Kadeh demişken, Gürcistan denince akla gelen birkaç şeyden biri ev yapımı Gürcü şarapları. Gürcistan’ın şarap üretiminin 8 bin yıl önceye, M.Ö. 6 binlere dayandığı bilgileri var. Bölgenin ılıman iklim koşulları bağcılık için elverişli. Toprak kaplarda toprağa gömülerek saklanan Gürcü şarapları, 2013 yılında Unesco Somut Olmayan Kültürel Miraslar Listesi’ne eklenmiş. Öğle yemeği için Zugdidi’de durunca tadına bakmamız kaçınılmaz.
Balkonumuzdan gece manzarası...Svan Kulesi
Megreller’in yani Hristiyan Lazlar’ın şehri Zugdidi, yolculuklar için bir keşişim
noktası, merkez. Öğle yemeğimiz Diaroni Restoran’da. Buraya gelmişken Gürcü
yemeklerinden bahsedeyim biraz. Gürcü mutfağı, daha çok hamur işi ve etten
oluşuyor. Yemeklerde bolca kişniş
kullanıyorlar. Bizde maydanoz neyse, onlarda kişniş o. Khachapuri, bizdeki
pideye benziyor. Mayasız hamurla yapılıyor. Kapalı ve açık olanları var.

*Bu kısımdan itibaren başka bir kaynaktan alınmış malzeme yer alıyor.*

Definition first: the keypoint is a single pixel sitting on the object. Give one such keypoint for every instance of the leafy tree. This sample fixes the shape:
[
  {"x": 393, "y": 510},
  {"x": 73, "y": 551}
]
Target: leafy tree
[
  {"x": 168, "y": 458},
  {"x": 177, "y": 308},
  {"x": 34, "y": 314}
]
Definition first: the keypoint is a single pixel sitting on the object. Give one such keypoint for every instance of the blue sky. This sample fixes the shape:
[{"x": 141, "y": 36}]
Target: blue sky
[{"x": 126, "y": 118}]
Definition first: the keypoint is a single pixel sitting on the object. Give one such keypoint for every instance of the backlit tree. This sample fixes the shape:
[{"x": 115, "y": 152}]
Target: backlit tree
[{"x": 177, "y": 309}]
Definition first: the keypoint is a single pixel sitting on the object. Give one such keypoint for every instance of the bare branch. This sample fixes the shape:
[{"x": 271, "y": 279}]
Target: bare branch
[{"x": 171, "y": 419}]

Peynirli, etli, kıymalı yapılıyor. Gezimiz boyunca en çok yediğimiz yemek bu
diyebilirim. Khinkali, ülkemizde bazı yörelerde yapılan Hinkalin daha
büyüğü. Gürcü mantısı. Ama 3-4 adet
yemek yeterli olabilir.
Zugdidi’ye giderseniz, Diaroni Restoran’ı es geçmeyin.
Yeniden yola koyulduk. Zugdidi’den
sonra dağlara doğru tırmanma başlıyor. Mestia 1500 metre yükseklikte. Mestia’nın içinde bulunduğu bölgeye Yukarı
Svaneti deniyor. Biz, bazen daha yükseğe çıkıp inerek, virajlı yollardan nefis
bir doğanın içinden ilerliyoruz. Kah akarsulara tepeden bakıyoruz, kah
şelalerinin yanından geçiyoruz. Rengarenk ormanlarsa gözümüzün önünden hiç
eksik olmuyor. Pastoral bir senfoninin içinde masal diyarına doğru yol
alıyoruz. Durup temiz havayı
ciğerlerimize çekiyoruz kimi zaman, koşu yapanlarımız bile var.
Güneş alçalırken Mestia’ya vardık. İlk bakışta küçücük bir kasaba burası
ama vaat ettikleri boyundan büyük. Bir
ortaçağ masalı yaşatacak bize, hissediyoruz. Ama güneş batmadan dağlarda
olmalıyız. Bu yüzden otelimize yerleşmeden Kaptanımız Coni’nin midibüsünden
inip 4x4 araçlara biniyoruz.
Ve masal kitabının kapak fotosundayız. Gürcüce, ‘Bir Dilek Tut’ yazıyor
çerçevede…Bakalım masalın sonunda dileklerimiz gerçek olacak mı?
3 yorum:
Harika gezimizi masal tadında tekrar yaşattığın için çok teşekkürler
Ne güzel, sade dille anlatmışsın. Emeğine sağlık.